China’s huge appetite for crude oil this year has played a major role in preventing global prices from crashing, even as oil producers pump more into the market.
Reports show that China has been importing far more oil than it needs for daily use, storing the extra in massive tanks and underground reserves. Since January, the country is estimated to have added about 500,000 barrels of oil per day to its stockpile, bringing total reserves to somewhere between 800 million and 1.4 billion barrels — enough to cover more than three months of imports.
Although Beijing doesn’t release official storage figures, satellite images and trade data reveal that oil is being stored at record levels. State-owned companies are also building even more storage sites, expected to add around 169 million barrels of capacity by next year.
Analysts say there are several reasons for the aggressive stockpiling. One is financial — with oil prices currently lower than average, China is taking advantage of the cheaper market to buy in bulk, especially discounted oil from Russia and Iran.

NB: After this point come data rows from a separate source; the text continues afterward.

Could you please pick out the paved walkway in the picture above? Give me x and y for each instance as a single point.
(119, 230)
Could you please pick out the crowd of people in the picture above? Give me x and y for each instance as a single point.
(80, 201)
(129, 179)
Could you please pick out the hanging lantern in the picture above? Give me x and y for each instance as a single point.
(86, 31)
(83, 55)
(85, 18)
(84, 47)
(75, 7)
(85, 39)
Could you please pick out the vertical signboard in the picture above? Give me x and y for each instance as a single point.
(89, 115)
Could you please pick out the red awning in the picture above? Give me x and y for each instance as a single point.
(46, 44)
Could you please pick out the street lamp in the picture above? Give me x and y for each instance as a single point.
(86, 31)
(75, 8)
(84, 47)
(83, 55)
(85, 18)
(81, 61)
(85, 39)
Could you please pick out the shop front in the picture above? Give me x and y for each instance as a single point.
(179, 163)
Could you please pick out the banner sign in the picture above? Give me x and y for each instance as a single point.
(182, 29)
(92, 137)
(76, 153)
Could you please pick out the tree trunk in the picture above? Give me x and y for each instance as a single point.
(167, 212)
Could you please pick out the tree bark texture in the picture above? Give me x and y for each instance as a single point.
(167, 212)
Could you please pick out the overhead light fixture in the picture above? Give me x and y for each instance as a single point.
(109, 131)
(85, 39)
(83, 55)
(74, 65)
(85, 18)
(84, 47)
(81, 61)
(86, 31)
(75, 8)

Another reason is security. By keeping large reserves, China is protecting itself against possible supply disruptions caused by sanctions, global conflicts, or trade restrictions. It also reduces the country’s dependence on foreign suppliers during emergencies.
Experts also believe the buildup could be part of a long-term strategy to safeguard against future risks, including potential tension with the United States or instability in major shipping routes like the Strait of Malacca.
However, some observers find the scale of China’s oil buying puzzling, especially since its overall fuel demand is expected to peak in the next few years due to the growing use of electric vehicles.
Still, the country’s massive purchases have helped balance the global oil market. China’s imports have absorbed much of the extra production from OPEC+ members this year, stopping prices from falling further.
Analysts expect Beijing to keep importing at least 500,000 barrels of oil per day in the coming years, a trend that could continue to support prices and stabilize the market even as global supply grows.